# Dogs of Montreal: Meet Wilson



## Admin (Nov 19, 2013)

Where are the best places for dogs and their owners to walk? How dog-friendly is a district? Find out every week in Dogs of Montreal and follow this feature on Instagram. 

Brothers Michael and Ricky Fania have had Wilson the Hungarian Vizsla for four weeks. 

Michael was quick to point out that Wilson started obedience classes immediately and is a quick study on the leash. When he is old enough, they will send Wilson away for three weeks of intensive training. They aim to have a very well behaved and happy dog. Wilson seemed very mature for 12 weeks, he was over excited and sat on command. It felt like he had an old soul. 

Name

Wilson

Breed

Hungarian Vizsla

Age

12 weeks

Owners

Brothers Michael and Ricky Fania

Neighbourhood

St-Laurent

Favourite place to walk?

Various parks and paths all around the neighbourhood (Bois-Franc). Trips to the Mile-End. Especially around St-Viateur.

Favourite thing about the neighbourhood?

Very family oriented. Many parks rather close to each other. Everyone seems to be a dog owner.

On a scale of one to 10, how dog-friendly is the neighbourhood? 

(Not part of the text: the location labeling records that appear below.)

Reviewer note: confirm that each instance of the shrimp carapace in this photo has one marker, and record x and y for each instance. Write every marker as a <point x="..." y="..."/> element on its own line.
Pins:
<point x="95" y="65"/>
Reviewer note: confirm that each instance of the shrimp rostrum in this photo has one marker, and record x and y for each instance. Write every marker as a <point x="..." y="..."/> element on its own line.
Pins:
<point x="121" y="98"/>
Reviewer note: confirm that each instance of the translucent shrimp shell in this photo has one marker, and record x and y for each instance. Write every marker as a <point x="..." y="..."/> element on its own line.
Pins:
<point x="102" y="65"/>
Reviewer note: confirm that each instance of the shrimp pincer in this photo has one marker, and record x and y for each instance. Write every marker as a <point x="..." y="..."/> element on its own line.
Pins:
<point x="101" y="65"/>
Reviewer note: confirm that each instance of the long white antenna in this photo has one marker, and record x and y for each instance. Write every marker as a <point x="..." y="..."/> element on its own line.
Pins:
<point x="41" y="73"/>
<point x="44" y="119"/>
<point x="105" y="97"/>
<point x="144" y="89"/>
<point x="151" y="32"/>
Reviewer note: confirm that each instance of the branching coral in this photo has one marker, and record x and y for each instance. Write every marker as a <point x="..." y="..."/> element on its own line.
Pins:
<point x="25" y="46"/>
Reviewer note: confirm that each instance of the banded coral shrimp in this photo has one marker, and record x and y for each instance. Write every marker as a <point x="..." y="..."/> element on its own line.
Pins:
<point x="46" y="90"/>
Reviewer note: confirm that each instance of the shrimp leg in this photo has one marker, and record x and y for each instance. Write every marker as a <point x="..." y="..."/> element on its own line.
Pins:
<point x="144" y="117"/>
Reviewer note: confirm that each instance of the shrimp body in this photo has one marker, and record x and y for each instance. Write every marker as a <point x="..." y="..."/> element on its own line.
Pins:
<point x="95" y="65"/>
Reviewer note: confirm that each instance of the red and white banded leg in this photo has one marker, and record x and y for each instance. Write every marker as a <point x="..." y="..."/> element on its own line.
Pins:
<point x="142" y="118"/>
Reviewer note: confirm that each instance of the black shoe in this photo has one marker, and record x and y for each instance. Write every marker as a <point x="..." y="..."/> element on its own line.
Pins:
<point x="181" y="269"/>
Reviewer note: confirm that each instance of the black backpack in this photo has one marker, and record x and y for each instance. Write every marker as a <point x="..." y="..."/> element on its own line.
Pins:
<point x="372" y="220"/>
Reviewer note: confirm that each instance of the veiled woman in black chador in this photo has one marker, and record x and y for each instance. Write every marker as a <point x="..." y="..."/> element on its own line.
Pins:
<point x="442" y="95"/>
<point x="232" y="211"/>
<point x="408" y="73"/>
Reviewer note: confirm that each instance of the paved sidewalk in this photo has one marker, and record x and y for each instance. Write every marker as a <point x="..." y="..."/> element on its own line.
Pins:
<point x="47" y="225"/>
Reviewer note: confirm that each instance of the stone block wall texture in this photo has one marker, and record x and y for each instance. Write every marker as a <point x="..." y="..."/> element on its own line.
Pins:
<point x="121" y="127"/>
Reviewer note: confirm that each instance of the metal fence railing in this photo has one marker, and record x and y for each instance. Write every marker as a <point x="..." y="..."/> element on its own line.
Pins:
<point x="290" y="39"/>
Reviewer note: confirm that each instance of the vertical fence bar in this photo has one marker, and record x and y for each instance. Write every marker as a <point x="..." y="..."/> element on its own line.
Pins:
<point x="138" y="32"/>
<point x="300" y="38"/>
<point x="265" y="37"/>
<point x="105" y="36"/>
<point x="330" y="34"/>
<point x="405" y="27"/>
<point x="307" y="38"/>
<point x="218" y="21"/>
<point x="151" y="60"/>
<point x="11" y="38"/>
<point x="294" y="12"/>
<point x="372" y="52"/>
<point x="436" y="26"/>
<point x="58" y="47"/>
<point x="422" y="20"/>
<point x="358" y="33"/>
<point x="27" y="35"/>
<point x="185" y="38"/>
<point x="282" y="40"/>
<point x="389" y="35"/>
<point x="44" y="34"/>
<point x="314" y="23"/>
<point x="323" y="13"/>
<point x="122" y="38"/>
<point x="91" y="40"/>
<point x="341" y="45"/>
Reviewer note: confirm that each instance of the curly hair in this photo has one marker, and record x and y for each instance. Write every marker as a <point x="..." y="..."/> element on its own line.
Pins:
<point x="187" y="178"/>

9. Some parks don’t allow for dogs, but not a single person seems to obey the restriction. Public security does not even enforce the rules as I’ve seen them patrol by parks with unauthorized dogs in them and simply continue on their way. There’s a dog park right around the corner. Every dog owner at the park seems to take their role rather seriously, as I’ve only ever encountered incredibly well-behaved dogs of many different breeds. These two factors make it easy for my brother and I to take Wilson to the park and comfortably let him off leash.


----------



## tknafox2 (Apr 2, 2013)

Your Wilson, has a very important posture... I bet he has taken post as TOP Dog!!... just ask him


----------